Maldição do tetra
Pedro J. Bondaczuk
A
morte de Ayrton Senna priva o esporte brasileiro de um dos seus raros ídolos
ainda em atividade e o maior deles desde 1984, quando começou a correr na
Fórmula 1. Todavia, morreu somente o homem, cumprindo, embora de forma
prematura e trágica, um destino comum a todo ser humano. O mito, certamente,
não morrerá jamais. Permanecerá nos corações daqueles que o amaram e até
daqueles que não morriam de amores pelo nosso campeão.
Figuras
como Senna, como Garrincha (o Mané das pernas tortas, que acabou seus dias na
indigência) e principalmente como Pelé, mais vivo do que nunca, jamais se
apagarão da memória dos brasileiros. O mesmo vale para Eder Jofre, Maria Esther
Bueno, Joaquim Cruz, Zequinha Barbosa, Adhemar Ferreira da Silva, João do Pulo
etc.
São
heróis em suas atividades, num país tão carente deles. Embora sejam
insubstituíveis, deixaram um exemplo positivo, que certamente vai frutificar. A
morte de Senna causou maior impacto por ele estar ainda em plena atividade, no
vigor dos 34 anos, com amplas chances de quebrar todos os recordes possíveis e
imagináveis no automobilismo. Se o faria ou não, a partir de agora ficará
restrito, somente, ao terreno da especulação.
A
verdade é que nos últimos anos, o piloto paulistano era o melhor dos
embaixadores de que o País dispunha. Os brasileiros orgulhavam-se dele e ele
revelava um orgulho imenso de ter nascido no Brasil. Uma imagem que jamais vai
se apagar da minha retina é a de Senna encostando a sua Lótus negra junto a um
muro, no circuito de rua de Phoenix, no Arizona, apanhando junto a um
espectador uma bandeira verde e amarela, após uma suada e então surpreendente
vitória, e rodando por todo o circuito, exibindo-a para todos.
Era
o dia 22 de junho de 1986. Na véspera, a seleção brasileira havia sido
eliminada pela da França, na Copa do Mundo do México, na cobrança de penais,
Reinava entre a torcida um imenso baixo-astral. O jovem piloto devolveu-nos, na
oportunidade, e em dezenas de outras, o nosso orgulho, ferido nos campos de
futebol.
Um
mito como esse é imortal, embora jamais venhamos a tê-lo novamente entre nós.

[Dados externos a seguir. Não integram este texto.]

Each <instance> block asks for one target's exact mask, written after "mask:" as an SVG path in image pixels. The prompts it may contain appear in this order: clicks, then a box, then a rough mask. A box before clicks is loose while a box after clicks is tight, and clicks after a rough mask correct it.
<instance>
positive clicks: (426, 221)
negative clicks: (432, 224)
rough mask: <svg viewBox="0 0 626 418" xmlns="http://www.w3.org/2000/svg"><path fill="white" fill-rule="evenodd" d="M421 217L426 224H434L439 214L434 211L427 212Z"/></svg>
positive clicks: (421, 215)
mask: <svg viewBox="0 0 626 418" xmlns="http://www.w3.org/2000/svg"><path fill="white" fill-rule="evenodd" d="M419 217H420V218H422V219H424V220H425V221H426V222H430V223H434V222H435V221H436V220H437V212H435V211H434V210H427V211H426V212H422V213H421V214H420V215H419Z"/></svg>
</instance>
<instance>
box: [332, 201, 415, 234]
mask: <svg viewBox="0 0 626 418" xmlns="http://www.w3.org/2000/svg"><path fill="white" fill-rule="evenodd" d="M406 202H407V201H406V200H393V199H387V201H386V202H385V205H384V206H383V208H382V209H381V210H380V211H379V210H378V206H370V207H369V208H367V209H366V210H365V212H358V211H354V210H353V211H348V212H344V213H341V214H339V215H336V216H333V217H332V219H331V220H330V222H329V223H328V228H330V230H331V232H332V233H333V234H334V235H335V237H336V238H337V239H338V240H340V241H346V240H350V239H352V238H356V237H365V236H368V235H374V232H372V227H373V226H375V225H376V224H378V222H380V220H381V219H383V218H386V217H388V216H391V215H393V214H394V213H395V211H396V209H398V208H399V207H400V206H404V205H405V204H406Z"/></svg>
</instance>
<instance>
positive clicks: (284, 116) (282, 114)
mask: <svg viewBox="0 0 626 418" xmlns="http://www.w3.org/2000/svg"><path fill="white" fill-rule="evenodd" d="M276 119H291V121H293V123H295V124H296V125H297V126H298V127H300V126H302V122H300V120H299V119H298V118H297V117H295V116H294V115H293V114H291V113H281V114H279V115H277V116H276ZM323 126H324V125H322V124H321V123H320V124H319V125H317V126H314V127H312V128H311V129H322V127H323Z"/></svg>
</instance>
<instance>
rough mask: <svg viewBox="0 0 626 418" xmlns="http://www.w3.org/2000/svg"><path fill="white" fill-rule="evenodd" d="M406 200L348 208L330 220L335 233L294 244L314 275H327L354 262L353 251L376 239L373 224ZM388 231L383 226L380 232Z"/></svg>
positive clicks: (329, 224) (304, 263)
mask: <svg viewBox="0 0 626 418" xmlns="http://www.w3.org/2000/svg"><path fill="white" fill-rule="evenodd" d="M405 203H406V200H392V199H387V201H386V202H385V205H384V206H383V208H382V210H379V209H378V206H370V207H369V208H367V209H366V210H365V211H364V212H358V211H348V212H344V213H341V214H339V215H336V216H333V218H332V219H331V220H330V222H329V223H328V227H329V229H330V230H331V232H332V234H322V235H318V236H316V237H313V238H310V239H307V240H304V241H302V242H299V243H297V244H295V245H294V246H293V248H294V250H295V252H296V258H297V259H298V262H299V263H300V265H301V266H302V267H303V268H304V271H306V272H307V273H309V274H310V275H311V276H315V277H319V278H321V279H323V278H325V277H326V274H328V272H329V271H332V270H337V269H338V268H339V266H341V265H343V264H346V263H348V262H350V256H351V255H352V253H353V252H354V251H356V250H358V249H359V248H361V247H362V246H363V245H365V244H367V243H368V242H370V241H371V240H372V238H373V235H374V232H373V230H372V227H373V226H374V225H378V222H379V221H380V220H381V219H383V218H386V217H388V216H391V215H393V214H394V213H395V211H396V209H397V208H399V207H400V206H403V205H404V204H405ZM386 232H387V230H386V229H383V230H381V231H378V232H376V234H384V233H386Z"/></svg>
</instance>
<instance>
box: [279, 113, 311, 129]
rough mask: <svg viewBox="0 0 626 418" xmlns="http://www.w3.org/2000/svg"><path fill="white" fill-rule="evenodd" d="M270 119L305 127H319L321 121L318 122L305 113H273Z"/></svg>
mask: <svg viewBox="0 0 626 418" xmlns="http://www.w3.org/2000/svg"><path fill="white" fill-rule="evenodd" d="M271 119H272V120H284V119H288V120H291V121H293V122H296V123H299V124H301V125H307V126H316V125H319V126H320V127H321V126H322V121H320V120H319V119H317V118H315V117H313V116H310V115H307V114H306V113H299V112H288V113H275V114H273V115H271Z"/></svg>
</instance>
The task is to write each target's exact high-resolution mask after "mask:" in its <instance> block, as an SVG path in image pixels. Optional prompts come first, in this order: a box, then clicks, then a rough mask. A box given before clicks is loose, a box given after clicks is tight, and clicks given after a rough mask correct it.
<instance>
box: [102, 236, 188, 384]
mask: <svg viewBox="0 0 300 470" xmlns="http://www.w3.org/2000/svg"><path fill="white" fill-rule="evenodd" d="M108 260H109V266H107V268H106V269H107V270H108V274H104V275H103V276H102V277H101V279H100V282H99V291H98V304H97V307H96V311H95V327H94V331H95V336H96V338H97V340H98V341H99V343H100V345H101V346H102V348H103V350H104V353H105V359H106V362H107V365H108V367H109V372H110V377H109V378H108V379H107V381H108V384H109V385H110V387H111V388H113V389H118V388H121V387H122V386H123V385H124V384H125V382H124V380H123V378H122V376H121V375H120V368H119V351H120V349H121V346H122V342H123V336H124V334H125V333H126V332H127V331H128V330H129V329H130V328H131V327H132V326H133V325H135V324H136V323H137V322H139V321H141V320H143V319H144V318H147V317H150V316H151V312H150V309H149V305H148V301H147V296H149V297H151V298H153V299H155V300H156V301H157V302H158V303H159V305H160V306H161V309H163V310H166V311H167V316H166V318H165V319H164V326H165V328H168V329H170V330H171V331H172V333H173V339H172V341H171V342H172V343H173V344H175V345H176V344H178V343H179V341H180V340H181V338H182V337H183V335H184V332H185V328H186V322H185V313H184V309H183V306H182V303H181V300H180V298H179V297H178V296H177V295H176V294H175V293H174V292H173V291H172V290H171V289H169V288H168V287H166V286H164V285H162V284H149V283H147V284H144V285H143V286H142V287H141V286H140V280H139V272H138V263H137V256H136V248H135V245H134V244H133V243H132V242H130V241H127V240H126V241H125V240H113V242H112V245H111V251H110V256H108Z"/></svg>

Que sua morte encha nossos esportistas de brios e assim eles obtenham, em
pistas, quadras, ringues, piscinas e campos, o mesmo sucesso desse
brasileiríssimo Ayrton Senna, cujo sobrenome era da Silva...Que nos estádios
dos Estados Unidos, a partir do próximo mês, nosso selecionado acabe, de vez,
com a “maldição do tetra”.
Aliás,
essa parece uma sina do esporte brasileiro. Depois da conquista do
tricampeonato no México, estamos na fila há longos 24 anos, quase um quarto de
século, para sermos outra vez campeões. Nelson Piquet, que tinha a chance de,
na Fórmula 1, conseguir essa façanha, se afastou dessa categoria.
E
agora essa...O nosso Senna morto...Parece um pesadelo, um sonho mau, do qual
venhamos a acordar a qualquer momento e rir de nossas aflições. Infelizmente
não é. O corpo do jovem piloto será sepultado na São Paulo em que nasceu e
tanto amou. Seu espírito, não. Terá sempre o primeiro lugar no pódio do nosso coração.
Sua sepultura será, parodiando o escritor argentino Jorge Luís Borges, “o ar
insondável...”.
(Crônica publicada na página 2, do caderno de
Esportes do Correio Popular, em 3 de maio de 1994, dois dias após a morte de
Ayrton Senna BA Curva Tamburello do Circuito de Ímola, na Itália).